In Bahrain, we had our own pool. The pool into which the oleander trees dipped and shed their petals. It was actually an old water tank, not a proper pool. The gardeners filled it using a hosepipe.
I am in the pool. A school-holiday boy is in the pool with me. He is wrapping me up with the hose pipe. We are alone. No adults are present. In my memory the water is clean and sparkling, shot through with sunlight.
I remember the panic of being pulled underwater by the boy.
He is wrapping the hose round my squirming body.
I remember fighting my way to reach the surface and breath again.
But in my body there is the slightly sexualised excitement of it.
I knew this was something he wouldn’t have done with a boy, not in the same way. I was somehow being subjugated and I was somehow enjoying it. The princess in distress.
In Bahrain her swimming reached its zenith. It had become competitive. There were competitions. She still has a silver plate trophy cup engraved with her name and the date, 1968.
She loved competitive swimming at school too. So does Maudie. Swimming is their power. Their superiority to Cruel Matron.
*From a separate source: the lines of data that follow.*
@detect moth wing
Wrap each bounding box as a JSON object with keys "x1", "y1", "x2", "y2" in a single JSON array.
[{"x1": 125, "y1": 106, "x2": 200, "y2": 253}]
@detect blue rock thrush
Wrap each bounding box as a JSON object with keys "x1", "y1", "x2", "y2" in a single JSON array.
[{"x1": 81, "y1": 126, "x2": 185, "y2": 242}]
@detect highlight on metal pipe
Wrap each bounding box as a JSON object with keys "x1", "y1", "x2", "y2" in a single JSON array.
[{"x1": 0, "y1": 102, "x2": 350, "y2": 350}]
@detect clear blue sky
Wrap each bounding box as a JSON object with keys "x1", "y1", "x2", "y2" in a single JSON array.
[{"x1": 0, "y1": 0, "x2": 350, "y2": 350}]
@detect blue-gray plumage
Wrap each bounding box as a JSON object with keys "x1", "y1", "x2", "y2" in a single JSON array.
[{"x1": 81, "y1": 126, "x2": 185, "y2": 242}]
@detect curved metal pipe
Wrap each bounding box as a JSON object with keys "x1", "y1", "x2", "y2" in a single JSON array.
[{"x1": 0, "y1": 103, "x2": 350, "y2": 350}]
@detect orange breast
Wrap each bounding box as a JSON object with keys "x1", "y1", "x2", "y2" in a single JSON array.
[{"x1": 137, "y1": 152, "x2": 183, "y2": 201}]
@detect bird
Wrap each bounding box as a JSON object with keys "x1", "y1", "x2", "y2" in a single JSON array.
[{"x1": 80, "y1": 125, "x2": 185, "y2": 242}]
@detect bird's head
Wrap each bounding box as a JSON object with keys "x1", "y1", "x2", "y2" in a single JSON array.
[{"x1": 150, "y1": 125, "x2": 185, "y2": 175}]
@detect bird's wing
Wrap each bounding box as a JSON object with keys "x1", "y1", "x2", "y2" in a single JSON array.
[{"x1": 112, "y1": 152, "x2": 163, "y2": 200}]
Swimming is confusing. It disrupts the severance between home and school. The same silence underwater. The same victorious roar above. The cold grey grit under my toes at the edge of the school pool. The warm grass of home. Distinct. Yet contiguous, eliding.
I love the way in which you describe how 'slippery' memory is... Thank you for this episode, it reminds me of my own swimming memories, which take me on interesting mind journeys. Best wishes!
Another beautifully written piece - the reader can feel the shimmering heat in those faraway places, cooled by a dip in those memorable watering holes. Thank you for sharing such poignant memories.